Science Fair Project Encyclopedia
Pittenweem is a small village in the County of Fife on the East Coast of Scotland. The name supposedly derives from Pictish where "Pit" is "place", "ten" is "of the" and "weem" is "cave", so "The place of the cave", although it is generally agreed that no-one knows the true etymology. The cave in question may be St Filan's cave, see below, although there are many indentations along the rocky shore.
History: The village is a Royal Burgh. Founded as a fishing village it grew along the shoreline from the West where the sheltered beaches provided safe places for fishermen to draw their boats up out of the water. In due course a breakwater was built extending out from one of the rocky skerries that jut out South-West into the Firth of Forth like fingers. This provided an ability to keep boats afloat rather than being beached, which allowed for larger boats. A new breakwater further to the east has been developed over the years into a deep, safe, harbour with a covered fish market. As the herring disappeared from local waters and the fishing fleet shrank, this harbour and attendant facilities led Pittenweem to become the main harbour for the fishermen of the East Neuk of Fife.
Population: Around 1,500.
Industry: Primary industries are fishing, farming, tourism and, recently, art.
Geology / Geography: The village sits astride a raised beach, with the lower part of the village housing the harbour and the older houses, with the upper part having the main shopping area, churches, school and more recent housing.
Education: Pittenweem Primary School is a traditional village school with its own playing fields on the northern side of the older part of the village. It caters for children aged 4/5 to 11/12. Secondary education (up to ages 16, 17 or 18 depending on educational ambitions) is provided at Waid Academy in the neighbouring town of Anstruther.

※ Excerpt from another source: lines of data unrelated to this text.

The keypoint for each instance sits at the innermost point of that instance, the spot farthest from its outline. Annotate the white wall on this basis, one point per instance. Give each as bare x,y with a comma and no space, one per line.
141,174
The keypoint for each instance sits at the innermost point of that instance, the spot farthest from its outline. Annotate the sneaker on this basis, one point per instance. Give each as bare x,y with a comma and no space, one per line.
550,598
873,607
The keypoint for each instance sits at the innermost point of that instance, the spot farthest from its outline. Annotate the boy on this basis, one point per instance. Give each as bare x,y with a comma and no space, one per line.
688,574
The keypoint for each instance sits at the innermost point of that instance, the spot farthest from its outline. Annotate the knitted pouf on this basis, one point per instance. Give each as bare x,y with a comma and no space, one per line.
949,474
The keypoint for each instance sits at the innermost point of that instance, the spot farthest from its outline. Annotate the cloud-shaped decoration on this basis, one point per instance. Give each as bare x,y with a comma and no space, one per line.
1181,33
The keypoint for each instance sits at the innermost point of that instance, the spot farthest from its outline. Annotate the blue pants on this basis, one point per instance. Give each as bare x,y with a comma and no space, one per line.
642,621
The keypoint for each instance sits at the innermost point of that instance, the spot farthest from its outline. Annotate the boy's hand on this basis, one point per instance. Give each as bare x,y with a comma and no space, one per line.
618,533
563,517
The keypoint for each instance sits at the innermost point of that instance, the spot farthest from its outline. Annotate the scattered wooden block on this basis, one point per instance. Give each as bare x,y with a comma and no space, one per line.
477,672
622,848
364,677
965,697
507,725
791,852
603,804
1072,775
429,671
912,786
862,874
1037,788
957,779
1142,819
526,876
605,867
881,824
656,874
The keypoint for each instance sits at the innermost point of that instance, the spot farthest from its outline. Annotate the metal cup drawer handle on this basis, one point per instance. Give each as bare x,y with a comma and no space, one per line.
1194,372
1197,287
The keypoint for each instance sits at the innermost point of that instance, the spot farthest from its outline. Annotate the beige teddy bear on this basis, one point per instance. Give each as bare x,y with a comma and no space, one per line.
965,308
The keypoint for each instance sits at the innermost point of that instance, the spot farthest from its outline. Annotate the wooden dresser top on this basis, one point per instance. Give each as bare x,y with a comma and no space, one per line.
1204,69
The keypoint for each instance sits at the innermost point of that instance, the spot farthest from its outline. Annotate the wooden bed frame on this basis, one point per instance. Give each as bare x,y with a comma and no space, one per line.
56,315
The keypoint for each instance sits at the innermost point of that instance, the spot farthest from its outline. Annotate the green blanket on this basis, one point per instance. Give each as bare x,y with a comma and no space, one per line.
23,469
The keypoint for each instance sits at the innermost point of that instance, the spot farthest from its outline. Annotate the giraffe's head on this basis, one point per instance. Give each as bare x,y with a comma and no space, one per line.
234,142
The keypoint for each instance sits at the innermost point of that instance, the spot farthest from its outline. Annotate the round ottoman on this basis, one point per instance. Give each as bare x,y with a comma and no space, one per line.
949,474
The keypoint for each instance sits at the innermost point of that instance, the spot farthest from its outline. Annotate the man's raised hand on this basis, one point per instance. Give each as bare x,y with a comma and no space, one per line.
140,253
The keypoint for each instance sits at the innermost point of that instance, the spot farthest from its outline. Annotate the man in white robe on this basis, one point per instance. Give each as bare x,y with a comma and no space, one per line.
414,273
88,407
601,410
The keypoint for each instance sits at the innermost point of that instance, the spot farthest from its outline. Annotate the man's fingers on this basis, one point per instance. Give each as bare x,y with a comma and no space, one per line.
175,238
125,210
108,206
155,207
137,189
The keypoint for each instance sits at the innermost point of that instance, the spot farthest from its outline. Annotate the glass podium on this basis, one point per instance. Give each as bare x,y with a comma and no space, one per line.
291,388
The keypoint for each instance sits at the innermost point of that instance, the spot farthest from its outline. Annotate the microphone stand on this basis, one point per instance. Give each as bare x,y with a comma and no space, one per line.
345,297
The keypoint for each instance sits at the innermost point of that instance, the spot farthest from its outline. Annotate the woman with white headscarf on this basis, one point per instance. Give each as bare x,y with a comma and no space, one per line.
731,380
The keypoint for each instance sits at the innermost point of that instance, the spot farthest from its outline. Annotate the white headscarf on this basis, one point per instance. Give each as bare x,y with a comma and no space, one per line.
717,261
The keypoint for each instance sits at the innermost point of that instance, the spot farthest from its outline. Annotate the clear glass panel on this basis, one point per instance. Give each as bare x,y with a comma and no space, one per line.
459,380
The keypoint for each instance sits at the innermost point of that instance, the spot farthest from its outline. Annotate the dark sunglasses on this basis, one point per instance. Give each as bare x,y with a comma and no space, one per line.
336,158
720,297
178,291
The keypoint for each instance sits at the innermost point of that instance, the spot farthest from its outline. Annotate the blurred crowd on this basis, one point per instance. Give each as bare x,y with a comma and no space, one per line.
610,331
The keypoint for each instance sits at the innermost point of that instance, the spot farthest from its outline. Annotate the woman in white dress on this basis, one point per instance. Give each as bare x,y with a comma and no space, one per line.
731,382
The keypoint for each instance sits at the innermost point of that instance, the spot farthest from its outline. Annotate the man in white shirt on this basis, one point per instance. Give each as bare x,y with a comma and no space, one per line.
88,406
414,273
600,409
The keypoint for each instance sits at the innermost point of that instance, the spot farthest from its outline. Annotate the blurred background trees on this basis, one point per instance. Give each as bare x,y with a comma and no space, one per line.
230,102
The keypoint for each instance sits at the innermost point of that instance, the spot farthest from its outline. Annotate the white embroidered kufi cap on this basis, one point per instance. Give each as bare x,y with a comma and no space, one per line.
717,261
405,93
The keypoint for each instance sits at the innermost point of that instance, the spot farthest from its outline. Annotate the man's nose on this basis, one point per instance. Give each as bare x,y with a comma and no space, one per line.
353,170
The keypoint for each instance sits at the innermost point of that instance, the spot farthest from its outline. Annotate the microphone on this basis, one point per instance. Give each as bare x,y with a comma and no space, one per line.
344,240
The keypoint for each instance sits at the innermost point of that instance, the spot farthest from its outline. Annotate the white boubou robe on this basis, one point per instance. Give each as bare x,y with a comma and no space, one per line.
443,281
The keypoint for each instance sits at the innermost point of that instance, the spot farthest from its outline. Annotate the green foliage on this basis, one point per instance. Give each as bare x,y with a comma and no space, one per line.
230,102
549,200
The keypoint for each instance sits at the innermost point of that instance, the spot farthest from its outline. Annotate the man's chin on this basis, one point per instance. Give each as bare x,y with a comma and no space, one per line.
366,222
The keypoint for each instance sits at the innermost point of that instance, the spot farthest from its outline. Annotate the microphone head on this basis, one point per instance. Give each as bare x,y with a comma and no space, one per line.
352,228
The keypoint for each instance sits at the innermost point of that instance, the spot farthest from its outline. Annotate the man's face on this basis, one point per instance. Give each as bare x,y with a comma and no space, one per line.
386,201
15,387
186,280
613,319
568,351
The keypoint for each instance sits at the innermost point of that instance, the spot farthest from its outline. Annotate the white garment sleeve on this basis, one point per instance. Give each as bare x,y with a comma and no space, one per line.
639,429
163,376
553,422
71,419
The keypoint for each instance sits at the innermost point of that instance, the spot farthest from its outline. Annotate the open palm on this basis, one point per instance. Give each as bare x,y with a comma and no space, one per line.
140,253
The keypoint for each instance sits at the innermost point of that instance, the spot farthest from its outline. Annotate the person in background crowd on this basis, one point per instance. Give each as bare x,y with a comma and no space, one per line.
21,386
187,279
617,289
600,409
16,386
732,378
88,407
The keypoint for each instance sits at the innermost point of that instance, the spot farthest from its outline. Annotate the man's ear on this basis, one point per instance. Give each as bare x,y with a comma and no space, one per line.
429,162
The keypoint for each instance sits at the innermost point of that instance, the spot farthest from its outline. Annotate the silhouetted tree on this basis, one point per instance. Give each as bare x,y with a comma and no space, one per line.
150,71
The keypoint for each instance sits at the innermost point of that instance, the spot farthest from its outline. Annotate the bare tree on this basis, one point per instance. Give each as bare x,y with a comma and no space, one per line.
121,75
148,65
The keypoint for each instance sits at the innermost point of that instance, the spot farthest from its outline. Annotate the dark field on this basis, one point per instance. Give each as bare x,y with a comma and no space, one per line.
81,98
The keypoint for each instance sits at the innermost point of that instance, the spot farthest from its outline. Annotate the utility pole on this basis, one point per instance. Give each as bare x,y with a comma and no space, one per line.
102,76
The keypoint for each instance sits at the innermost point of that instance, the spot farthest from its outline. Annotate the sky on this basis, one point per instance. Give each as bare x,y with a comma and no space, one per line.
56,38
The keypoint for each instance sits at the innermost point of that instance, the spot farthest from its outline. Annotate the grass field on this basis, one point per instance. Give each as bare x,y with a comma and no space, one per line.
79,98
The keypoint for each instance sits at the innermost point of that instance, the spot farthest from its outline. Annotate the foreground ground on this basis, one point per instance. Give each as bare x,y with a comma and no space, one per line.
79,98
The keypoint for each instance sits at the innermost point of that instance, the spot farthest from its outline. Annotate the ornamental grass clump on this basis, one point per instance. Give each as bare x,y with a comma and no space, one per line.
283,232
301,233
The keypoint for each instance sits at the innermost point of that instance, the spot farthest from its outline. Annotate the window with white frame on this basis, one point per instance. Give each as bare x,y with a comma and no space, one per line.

Religion: Pittenweem Priory was an Augustinian Priory founded by monks from the Isle of May. St Filan was the first Augustinian to come to Pittenweem, supposedly living in a cave (St Filan's Cave, now situated in the West Wynd and open to the public) from where he converted the local populace. The cave was re-discovered around 1900 when a horse ploughing in the Priory garden fell down a hole into it. The cave has flat rocks that are presumed to be beds and a small spring of "holy water" at the rear. As befits a village steeped in the dangerous practice of fishing and the uncertain practice of farming, there are many churches in the village. Current denominations with churches include: Church of Scotland, Roman Catholic, Episcopalian and Baptist. Other denominations have had churches or the equivalent, but these have been converted to other purposes. The "Church of Scotland" Church Hall, for example, was once the "Free Church of Scotland" (yes, there is a BIG difference) kirk.
Culture: In the late 1960s the fishermen of the area celebrated the re-opening of the re-designed harbour with a Gala Day, where the boats were dressed overall and people could have short trips on the boats. By the early 1980s, however, increasing regulation, higher fuel costs and a shrinking fleet were bringing this event to its knees. In its place sprang up an Arts Festival, which initially incorporated the Gala Day as its finale. The Arts Festival has moved on somewhat, however, becoming one of the best respected in Scotland. Many artists have rediscovered the charms and the light of the area, which was always popular with itinerant and hobby artists, and have moved to the village, creating a vibrant artistic community.